The dancing is brilliantly executed, and while the premise that it is society keeping these two young lovers apart rather than their families is modern and acceptable, the plot appears underdeveloped and is missing a few of the lovable characters that make Romeo and Juliet the classic it is. Romeo and Juliet demonstrates a lesson about feuds and the effect they have on society, and the prices we pay for them. Something is missing from this production, something crucial, I guess it was the absence of any real resolution at the end, and above all, a moral lesson, which is what you find in all of Shakespeare’s plays.

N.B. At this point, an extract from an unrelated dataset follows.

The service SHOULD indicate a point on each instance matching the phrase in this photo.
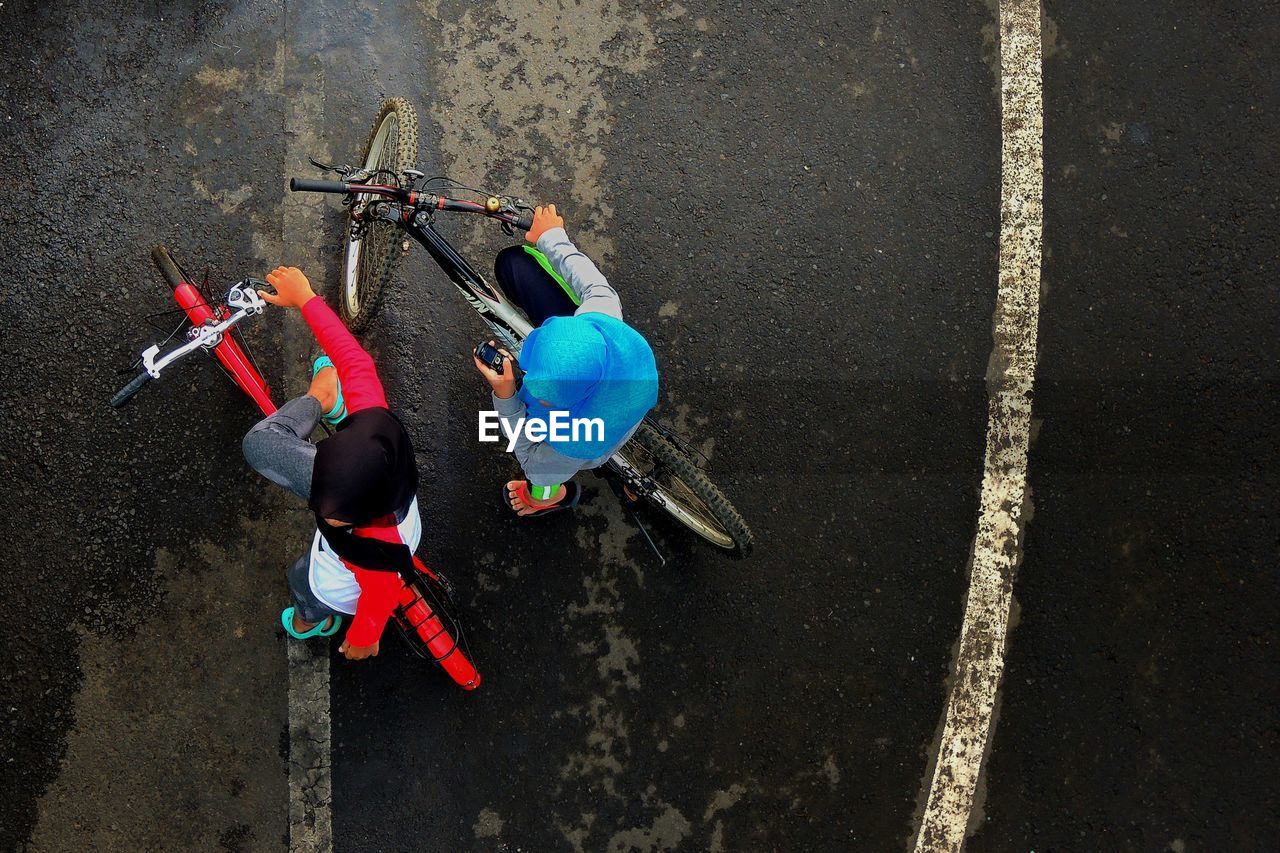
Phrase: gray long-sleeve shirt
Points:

The last and third act is way too short for the audience to leave the performance satisfied, and it seems entirely concerned around the death scene, which still tragic, it is as far as you can get from the double suicide element present in the original.
You cannot fault the musical score or the dancers who at moments, gave very emotional and highly skilled performances. However, it was difficult at times due to the lack of character development and the ability to identify key supporting characters dramatically, as this impacts on the audience’s emotional connection with the scenes depicted. It also felt like some of the dance routines involving Romeo and Juliet, even though their dancing was elegant and faultless, also did seem to go on a little too long.
Overall, Matthew Bourne’s production is a brilliant, well-executed show with stunning dance routines, which the cast deliver with talent, enthusiasm and vibrancy. If you can watch the performance, forgetting everything you know about Romeo and Juliet, then it is an excellent dance performance. Unfortunately, if you have come for any resemblance of the play that the title proclaims, Shakespeare connoisseurs might well feel like they’ve been short-changed.
Matthew Bourne’s Romeo + Juliet will be available at Wales millennium centre until the 22nd of June.